Strengths of the present review include that two people performed the data extraction with similar results, data collection, and synthesis. The overall quality of the included studies was relatively high, based on the QUIPS risk of bias assessment tool. In addition, all studies had both male and female participants, within a valid age range, and all studies excluded participants with known neurologic or psychiatric conditions. Criteria used in the included studies for MCI and AD were largely standardized, and all studies used widely accepted methods of diagnosis.
CONCLUSION
CSF Aβ42, combinations of amyloid and tau, or combinations of amyloid and cerebrovascular lesions may be the best indicators of future clinical progression to MCI/AD in individuals presenting with subjective cognitive complaints. However, additional longitudinal studies in more diverse populations with longer follow-up times are needed to confirm these findings.

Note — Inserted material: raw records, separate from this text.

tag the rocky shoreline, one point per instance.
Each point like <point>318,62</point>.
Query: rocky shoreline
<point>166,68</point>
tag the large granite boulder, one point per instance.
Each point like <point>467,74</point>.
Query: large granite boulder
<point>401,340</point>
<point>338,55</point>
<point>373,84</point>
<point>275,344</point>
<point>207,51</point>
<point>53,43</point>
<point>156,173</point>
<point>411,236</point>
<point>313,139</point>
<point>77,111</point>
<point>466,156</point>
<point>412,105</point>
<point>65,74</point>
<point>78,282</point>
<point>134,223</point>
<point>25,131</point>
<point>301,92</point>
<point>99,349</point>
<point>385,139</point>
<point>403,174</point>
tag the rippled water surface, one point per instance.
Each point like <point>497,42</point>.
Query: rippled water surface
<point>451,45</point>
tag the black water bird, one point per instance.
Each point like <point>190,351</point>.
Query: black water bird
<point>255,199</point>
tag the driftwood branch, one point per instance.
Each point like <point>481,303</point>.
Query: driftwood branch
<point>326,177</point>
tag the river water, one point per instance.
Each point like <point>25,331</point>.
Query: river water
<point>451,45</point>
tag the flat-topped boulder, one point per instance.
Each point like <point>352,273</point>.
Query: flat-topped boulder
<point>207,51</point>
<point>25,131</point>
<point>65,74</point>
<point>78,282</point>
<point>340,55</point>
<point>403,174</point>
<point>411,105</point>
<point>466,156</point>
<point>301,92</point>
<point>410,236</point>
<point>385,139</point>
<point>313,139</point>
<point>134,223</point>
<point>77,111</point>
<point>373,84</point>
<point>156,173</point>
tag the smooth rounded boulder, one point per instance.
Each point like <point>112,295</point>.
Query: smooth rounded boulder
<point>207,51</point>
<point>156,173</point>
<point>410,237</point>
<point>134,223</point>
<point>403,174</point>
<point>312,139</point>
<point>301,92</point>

In addition, diversity of study settings may yield different results, as those reporting to a memory clinic likely have different neurocognitive or psychological profiles than the general population. Furthermore, the current study focuses on markers that are known to be affected in AD. Given the disease time course, it is certainly possible that more sensitive markers including serum tau fragments and neurofilament light proteins, may be better candidates for early signs of AD than structural changes, which may take many years to present. Consequently, additional research is needed to investigate the potential of vascular markers, and vascular markers in combination with Aβ42, in addition to PET, early CSF, and blood biomarkers. However, the potential of pre-AD biomarkers in individuals with SCD has many important implications for research and clinical practice. Specific biomarker profiles may be able to discriminate between individuals with cognitive complaints that will progress to AD or other forms of dementia, and those who will not develop clinical cognitive deficits. A specific biomarker profile, potentially using a combination of CSF and neuroimaging biomarkers, may identify participants for future clinical trials aimed at early interventions.